What I can't piece together here is what the scammer's endgame is. They land a cushy developer job under some false identity and ... then what? They're not going to pay some random college student to attend every meeting, are they? Even if they were, are they going to be able to maintain the level of work they lied about? If they really had those skills, they would just interview on their own.
Maintaining is not the goal. Say you get a job that pays senior engineer money, and they fire you after maybe three weeks of you just saying "it depends" and pretending your connection is bad. You still made like $5,000. And you're probably running more than one of these scams at a time. And you're doing this from a relatively poor country with not much formal education. 100% worth it.
And who knows, maybe you manage to actually KEEP one of those jobs, which given how bad some employers are at figuring out who's good and bad at this stuff, is entirely plausible.
At a big telecom we had an employee that maybe closed 10 tickets in two years. He was the highest paid team member (as reported by our director) and worked remotely from an RV in Oklahoma. When he was finally discovered by our director, he was fired and his immediate manager was fired.
He was a long time employee with a legacy job title "wintel engineer." A transformational ex-IBM director was finally brave enough to PIP and fire him. I think he was mostly retired while putting in 8 hours of work a quarter.
Its possible they need someone with a "Senior" resume so they are able to charge $200/hour for their work.

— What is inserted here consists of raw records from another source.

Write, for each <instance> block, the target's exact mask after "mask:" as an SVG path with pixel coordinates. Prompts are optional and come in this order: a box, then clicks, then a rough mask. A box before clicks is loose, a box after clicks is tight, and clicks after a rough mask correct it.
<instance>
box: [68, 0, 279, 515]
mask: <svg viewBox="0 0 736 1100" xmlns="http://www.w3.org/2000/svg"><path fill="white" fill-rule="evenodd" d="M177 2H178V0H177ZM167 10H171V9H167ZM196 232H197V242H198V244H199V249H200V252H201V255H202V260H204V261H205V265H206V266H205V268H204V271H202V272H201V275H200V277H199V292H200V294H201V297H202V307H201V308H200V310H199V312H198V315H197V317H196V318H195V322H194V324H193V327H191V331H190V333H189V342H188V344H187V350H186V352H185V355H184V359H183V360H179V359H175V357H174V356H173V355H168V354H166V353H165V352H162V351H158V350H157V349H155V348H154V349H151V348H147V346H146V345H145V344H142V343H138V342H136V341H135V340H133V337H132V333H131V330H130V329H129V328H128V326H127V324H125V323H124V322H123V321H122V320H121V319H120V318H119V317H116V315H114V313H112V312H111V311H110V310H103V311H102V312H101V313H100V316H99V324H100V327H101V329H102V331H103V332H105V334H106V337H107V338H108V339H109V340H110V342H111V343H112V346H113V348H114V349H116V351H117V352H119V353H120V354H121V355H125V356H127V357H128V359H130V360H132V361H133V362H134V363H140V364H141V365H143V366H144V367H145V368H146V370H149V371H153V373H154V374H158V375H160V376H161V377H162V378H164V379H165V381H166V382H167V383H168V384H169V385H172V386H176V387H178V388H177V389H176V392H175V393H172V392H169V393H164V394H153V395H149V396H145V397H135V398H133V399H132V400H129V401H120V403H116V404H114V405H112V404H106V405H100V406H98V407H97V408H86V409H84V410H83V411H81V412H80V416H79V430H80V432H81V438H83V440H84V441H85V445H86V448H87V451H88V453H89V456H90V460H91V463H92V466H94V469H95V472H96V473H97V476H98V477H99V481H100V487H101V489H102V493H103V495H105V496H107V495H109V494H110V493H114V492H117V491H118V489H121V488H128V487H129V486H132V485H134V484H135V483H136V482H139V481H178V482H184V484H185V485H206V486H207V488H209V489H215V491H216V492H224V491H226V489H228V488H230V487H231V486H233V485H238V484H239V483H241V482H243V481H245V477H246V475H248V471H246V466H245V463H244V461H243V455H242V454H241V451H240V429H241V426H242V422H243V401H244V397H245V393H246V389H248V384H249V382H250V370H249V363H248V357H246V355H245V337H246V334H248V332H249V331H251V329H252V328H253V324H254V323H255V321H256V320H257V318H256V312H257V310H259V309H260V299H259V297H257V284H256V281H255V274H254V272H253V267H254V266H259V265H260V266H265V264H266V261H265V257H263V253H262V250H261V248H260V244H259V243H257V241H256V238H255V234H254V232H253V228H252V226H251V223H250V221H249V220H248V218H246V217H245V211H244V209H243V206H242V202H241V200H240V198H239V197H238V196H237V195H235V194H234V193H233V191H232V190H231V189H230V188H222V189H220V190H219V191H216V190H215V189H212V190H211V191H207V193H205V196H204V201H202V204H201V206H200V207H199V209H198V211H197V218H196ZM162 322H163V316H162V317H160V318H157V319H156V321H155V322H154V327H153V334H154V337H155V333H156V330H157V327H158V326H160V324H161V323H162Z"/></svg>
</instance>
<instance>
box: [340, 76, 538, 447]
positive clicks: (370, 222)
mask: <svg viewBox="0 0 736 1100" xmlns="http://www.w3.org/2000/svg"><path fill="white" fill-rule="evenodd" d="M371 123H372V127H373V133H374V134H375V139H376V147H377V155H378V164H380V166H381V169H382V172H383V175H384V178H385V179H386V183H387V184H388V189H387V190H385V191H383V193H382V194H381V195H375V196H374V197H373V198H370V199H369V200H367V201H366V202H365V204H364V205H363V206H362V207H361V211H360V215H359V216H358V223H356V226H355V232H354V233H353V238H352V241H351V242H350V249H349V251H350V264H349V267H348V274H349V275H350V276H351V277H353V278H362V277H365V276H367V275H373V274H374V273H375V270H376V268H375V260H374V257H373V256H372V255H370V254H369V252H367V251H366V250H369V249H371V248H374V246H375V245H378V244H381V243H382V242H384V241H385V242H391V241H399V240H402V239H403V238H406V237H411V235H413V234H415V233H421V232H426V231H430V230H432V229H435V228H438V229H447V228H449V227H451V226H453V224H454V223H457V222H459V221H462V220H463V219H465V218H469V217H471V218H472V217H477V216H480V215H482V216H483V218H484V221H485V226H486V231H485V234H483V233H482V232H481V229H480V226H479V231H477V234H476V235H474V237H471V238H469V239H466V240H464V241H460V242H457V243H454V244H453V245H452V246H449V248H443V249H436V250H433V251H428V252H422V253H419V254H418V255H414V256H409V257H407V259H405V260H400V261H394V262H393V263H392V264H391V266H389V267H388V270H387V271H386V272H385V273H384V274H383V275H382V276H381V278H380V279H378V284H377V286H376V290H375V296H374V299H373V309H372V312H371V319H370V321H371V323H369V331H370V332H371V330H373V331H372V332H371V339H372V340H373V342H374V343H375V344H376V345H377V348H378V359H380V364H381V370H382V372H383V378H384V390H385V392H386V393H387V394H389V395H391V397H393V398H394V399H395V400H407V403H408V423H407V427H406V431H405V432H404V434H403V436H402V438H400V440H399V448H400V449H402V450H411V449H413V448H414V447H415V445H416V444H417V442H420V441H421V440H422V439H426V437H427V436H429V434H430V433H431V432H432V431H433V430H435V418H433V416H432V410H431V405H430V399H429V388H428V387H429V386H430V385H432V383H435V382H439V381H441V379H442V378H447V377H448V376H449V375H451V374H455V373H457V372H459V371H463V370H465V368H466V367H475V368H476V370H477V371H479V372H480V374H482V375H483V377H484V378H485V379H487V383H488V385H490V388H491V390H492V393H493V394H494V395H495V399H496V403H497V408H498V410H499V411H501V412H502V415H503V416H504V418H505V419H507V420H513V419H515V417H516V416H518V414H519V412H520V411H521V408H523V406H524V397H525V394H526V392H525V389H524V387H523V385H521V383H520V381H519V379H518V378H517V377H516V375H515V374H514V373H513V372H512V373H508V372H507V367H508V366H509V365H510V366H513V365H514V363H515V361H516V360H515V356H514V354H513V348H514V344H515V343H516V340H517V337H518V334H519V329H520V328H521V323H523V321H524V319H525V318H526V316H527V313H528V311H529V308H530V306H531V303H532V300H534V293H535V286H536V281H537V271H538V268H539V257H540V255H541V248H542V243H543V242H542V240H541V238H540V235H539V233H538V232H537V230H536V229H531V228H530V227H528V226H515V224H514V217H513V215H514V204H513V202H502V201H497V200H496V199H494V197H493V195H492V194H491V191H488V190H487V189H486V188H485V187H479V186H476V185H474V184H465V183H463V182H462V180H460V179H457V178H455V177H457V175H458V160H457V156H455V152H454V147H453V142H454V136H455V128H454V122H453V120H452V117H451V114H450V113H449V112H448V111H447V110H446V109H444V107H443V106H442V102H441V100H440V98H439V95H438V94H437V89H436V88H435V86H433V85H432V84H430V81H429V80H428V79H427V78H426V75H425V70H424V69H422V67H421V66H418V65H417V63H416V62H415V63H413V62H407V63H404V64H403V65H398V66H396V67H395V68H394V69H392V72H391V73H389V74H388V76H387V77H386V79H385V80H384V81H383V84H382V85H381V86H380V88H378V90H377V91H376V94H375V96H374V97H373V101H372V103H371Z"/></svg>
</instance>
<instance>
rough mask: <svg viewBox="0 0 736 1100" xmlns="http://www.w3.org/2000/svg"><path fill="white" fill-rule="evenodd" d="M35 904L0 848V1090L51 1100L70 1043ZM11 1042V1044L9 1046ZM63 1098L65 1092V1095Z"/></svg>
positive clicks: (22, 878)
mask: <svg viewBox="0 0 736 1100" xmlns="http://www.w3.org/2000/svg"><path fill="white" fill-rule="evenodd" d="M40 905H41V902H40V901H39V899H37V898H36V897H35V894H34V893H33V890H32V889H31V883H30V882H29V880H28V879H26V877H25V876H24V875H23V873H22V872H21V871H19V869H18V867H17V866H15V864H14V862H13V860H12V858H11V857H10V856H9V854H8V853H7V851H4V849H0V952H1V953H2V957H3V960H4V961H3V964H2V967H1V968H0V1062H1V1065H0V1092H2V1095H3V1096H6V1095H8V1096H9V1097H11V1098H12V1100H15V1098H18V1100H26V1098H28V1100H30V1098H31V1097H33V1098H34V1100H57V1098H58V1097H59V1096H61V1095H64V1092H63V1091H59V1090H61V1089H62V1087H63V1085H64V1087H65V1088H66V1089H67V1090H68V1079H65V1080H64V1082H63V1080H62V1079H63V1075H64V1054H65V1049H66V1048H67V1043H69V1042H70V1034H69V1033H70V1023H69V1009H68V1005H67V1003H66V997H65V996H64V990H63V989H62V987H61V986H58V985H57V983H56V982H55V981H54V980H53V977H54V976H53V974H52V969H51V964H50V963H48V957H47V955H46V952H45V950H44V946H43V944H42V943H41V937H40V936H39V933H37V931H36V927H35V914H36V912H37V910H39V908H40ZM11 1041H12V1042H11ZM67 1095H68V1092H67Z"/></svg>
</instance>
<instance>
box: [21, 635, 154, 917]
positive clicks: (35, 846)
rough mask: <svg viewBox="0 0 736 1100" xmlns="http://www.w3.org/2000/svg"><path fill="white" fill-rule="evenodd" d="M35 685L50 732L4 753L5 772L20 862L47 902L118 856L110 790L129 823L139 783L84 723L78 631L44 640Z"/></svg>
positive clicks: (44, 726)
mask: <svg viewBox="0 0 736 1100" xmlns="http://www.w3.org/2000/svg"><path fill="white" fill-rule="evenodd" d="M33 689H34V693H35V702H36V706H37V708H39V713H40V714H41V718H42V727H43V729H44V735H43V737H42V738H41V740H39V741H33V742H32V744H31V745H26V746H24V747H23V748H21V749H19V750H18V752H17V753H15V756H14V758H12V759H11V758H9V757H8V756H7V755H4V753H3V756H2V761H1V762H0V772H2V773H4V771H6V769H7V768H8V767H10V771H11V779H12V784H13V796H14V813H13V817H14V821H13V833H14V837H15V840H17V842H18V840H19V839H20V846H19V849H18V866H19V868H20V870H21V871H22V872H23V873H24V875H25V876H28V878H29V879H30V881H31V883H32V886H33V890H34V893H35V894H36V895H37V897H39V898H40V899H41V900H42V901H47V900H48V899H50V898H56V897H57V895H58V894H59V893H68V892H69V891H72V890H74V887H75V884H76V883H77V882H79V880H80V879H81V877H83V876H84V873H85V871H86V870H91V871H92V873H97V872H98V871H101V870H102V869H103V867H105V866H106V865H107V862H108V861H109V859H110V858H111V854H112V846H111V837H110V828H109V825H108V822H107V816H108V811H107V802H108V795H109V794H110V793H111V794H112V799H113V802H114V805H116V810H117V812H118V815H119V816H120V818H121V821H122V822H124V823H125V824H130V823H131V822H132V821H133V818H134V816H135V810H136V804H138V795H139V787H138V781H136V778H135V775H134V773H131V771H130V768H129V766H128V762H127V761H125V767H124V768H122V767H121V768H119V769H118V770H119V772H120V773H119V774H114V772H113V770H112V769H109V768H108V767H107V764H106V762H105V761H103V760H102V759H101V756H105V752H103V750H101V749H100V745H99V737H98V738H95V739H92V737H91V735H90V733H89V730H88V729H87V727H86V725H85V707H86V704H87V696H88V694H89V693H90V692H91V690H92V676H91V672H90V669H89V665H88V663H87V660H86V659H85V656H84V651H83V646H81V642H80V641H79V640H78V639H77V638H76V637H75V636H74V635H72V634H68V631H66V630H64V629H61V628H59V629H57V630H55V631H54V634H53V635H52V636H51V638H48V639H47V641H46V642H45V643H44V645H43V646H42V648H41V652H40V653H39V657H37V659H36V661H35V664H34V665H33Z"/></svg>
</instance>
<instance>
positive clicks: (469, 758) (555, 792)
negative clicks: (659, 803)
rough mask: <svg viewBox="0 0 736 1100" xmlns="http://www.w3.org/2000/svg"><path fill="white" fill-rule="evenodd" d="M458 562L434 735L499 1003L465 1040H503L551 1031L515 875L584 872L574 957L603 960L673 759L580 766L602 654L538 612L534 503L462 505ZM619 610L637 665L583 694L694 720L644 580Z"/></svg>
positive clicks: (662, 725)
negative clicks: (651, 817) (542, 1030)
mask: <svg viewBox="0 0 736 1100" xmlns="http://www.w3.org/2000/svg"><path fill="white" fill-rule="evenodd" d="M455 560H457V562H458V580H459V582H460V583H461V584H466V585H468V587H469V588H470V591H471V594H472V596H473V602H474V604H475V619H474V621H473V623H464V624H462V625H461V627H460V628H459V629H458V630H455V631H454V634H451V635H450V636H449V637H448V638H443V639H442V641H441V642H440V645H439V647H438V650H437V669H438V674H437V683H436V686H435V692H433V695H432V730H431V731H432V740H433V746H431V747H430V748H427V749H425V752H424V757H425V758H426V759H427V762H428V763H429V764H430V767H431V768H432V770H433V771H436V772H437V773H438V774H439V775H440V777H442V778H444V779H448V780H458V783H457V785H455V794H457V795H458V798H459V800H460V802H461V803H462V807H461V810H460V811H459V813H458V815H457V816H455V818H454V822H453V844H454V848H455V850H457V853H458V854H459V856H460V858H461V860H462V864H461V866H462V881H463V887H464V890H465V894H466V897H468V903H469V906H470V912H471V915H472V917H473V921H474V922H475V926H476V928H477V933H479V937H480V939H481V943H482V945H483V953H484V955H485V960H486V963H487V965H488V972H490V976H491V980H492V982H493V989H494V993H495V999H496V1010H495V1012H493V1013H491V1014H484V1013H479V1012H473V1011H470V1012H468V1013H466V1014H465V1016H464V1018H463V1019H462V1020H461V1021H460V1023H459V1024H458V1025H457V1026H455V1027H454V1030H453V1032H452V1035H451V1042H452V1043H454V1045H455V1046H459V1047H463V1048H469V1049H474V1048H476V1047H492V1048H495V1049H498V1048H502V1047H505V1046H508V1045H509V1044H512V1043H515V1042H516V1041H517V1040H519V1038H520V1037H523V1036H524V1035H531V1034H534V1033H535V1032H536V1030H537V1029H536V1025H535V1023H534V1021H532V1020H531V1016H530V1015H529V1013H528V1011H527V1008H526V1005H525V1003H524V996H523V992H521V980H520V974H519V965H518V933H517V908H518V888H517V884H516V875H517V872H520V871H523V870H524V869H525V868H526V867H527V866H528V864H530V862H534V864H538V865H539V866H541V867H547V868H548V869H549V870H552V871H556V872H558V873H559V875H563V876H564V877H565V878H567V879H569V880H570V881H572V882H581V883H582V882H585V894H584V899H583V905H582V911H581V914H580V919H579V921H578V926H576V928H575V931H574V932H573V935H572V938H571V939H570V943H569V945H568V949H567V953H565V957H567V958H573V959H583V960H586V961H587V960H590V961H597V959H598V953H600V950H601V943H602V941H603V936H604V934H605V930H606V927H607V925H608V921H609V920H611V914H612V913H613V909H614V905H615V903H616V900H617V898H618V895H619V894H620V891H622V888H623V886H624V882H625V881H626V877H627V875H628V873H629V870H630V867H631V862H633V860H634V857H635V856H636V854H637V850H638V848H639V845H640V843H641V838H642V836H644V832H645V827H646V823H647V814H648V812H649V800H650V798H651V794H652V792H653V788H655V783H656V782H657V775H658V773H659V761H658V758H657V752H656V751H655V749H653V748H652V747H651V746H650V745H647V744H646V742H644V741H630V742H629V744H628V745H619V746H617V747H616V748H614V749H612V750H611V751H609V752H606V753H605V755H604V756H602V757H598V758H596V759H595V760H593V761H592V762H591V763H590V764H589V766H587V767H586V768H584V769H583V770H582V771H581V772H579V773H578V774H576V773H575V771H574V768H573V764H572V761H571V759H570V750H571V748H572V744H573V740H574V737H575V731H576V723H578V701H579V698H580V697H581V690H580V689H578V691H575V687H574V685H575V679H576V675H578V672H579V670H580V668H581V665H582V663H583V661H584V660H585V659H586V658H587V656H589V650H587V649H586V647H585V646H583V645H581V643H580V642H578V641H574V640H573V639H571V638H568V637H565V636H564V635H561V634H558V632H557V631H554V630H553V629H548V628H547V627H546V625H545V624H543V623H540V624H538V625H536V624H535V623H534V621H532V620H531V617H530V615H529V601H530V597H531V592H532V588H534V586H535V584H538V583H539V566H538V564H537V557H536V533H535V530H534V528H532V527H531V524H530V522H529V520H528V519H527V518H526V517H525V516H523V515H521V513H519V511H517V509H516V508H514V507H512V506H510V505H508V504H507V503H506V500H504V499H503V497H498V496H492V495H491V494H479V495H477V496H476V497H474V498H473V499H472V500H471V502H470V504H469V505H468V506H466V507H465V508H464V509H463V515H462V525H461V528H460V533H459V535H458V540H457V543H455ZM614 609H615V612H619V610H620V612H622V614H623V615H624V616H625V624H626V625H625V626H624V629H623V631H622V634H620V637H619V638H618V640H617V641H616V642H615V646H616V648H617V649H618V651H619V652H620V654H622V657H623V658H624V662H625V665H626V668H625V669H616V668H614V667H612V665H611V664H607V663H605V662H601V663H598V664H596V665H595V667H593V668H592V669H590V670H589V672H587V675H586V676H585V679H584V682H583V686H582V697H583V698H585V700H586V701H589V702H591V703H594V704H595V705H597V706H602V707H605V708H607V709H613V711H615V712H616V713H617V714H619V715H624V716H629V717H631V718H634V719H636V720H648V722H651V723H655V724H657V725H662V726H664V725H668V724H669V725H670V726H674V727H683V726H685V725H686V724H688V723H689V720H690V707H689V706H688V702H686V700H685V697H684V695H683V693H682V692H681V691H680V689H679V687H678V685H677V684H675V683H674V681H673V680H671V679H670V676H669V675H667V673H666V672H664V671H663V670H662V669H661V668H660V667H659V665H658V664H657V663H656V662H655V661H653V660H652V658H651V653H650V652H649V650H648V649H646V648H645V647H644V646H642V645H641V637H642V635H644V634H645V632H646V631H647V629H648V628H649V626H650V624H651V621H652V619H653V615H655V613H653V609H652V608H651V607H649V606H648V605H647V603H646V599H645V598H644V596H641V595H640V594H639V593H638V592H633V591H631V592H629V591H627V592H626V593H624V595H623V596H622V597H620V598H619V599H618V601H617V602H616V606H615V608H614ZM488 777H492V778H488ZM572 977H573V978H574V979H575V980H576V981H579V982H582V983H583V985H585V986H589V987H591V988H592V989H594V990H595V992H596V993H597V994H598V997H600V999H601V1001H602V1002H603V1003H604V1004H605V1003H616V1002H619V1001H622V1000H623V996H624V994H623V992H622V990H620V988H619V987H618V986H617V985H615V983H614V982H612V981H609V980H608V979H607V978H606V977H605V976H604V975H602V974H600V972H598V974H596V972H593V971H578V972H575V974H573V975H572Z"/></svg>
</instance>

Then they are free to outsource it to 2 or 3 junior devs in a much lower priced market and pocket the difference.
They could be fully technically capable but unable to secure those jobs because of visas, location/timezone, the company having a prejudice against outsourcing/remote work, etc.
I had two past co-workers who were almost certainly having someone else do their work, I think (especially) at non-software companies folks just don't get caught.
Frankly, the work environment was slow-paced and generally non-confrontational so both co-workers I suspect of this behavior just managed to tread water. When I joined the group there was a very tight-knit group of 3-4 developers who were very protective of each other. There was always a handy reason why some schedule was slipping and the other fact is that in hindsight, there just weren't very high expectations for them to accomplish anything.
It would take months for the company to figure out that the person is not doing anything, is not who they pretend to be, and fire them. Months during which that imposter would have been paid to do literally nothing.
I guess at some company scale that would happen... you'd probably need pay someone to do onboarding for you (so you're not immediately flagged as a no-call-no-show), then you could go AWOL after that?
In roles where communication is fully asynchronous, a competent offshore dev whose written English is considerably closer to a native speaker than their spoken English might be able to hold onto the job for a while, especially if they're good at excuses.
If they're applying for US onshore jobs with below-local-market pay, they might even be considered relatively productive members of the team.